The IRS, on the other hand, reduced his cost of goods sold and simply disallowed all other expenses.

The Court reduced or disallowed some expenses (it reduced his office in home, for example), but it allowed many others, including his cost of goods sold.

Here is the Court:

Petitioner asserts by his testimony that he had a cost of goods sold of $106,200. The nature of petitioner’s role in the drug market, together with his appearance and candor at trial, cause us to believe that he was honest, forthright, and candid in his reconstruction of the income and expenses from his illegal activities in the taxable year 1974.

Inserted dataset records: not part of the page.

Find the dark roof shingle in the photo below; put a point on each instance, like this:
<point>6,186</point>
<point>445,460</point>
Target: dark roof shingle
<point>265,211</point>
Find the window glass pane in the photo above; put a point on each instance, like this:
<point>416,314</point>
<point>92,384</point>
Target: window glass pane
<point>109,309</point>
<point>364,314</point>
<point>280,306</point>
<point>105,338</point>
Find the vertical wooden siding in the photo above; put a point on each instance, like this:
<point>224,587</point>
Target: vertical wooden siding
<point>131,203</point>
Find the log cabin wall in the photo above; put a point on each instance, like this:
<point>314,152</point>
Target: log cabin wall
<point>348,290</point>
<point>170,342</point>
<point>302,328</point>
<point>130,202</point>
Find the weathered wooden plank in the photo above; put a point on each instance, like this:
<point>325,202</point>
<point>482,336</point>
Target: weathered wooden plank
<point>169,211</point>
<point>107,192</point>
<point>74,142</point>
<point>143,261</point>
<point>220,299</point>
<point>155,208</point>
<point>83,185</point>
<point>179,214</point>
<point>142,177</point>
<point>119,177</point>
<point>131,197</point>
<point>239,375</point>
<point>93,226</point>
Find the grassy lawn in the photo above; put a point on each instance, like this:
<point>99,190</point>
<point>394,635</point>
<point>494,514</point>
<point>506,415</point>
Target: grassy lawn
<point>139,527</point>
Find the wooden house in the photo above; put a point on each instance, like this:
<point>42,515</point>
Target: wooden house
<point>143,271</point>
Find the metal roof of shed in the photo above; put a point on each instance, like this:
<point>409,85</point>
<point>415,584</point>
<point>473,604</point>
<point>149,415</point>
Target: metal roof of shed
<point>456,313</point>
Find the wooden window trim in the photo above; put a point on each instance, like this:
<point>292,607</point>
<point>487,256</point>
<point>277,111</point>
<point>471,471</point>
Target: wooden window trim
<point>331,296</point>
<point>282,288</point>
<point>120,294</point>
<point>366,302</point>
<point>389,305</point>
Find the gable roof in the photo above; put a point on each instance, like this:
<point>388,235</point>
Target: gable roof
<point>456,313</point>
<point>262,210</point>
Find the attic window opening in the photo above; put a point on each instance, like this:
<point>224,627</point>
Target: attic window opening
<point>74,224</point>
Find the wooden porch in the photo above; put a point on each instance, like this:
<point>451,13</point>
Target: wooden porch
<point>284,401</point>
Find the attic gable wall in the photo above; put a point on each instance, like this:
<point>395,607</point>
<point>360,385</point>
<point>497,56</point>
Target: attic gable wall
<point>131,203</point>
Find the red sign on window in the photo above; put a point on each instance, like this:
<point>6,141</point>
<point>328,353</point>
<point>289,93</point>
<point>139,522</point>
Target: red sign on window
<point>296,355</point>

The Edmonson decision revealed an unanticipated quirk in the tax Code. This did not go over well with Congress, which closed the Edmonson loophole by passing Code section 280E in 1982:

No deduction or credit shall be allowed for any amount paid or incurred during the taxable year in carrying on any trade or business if such trade or business (or the activities which comprise such trade or business) consists of trafficking in controlled substances (within the meaning of schedule I and II of the Controlled Substances Act) which is prohibited by Federal law or the law of any State in which such trade or business is conducted.

This Code section pretty much disallows all business deductions (marijuana is classified as a controlled substance), except for cost of goods sold. Cost of goods sold is not considered a deduction in the tax Code; rather it is a subtraction from gross receipts to arrive at gross income. Think about a business where you could not deduct (most or all) your salaries, rent, utilities, taxes, insurance and so on. That is the headwind a marijuana business faces.

Meanwhile, things around us have changed greatly since 1982. Marijuana is legal in 21 states, and medical marijuana is legal in almost twice that number. Colorado by itself has collected over $2 billion in taxes since legalizing marijuana. There are publicly traded companies in the marijuana industry. There are even ETFs should you want to invest in this sector.

And that is how we have business activity that may be legal under state law but is illegal under federal law. The federal tax Code taps into federal law – that is, the Controlled Substances Act – and that tap activates Section 280E and its harsh tax result. 

Our case this time was Edmonson v Commissioner, T.C. Memo 1981-623.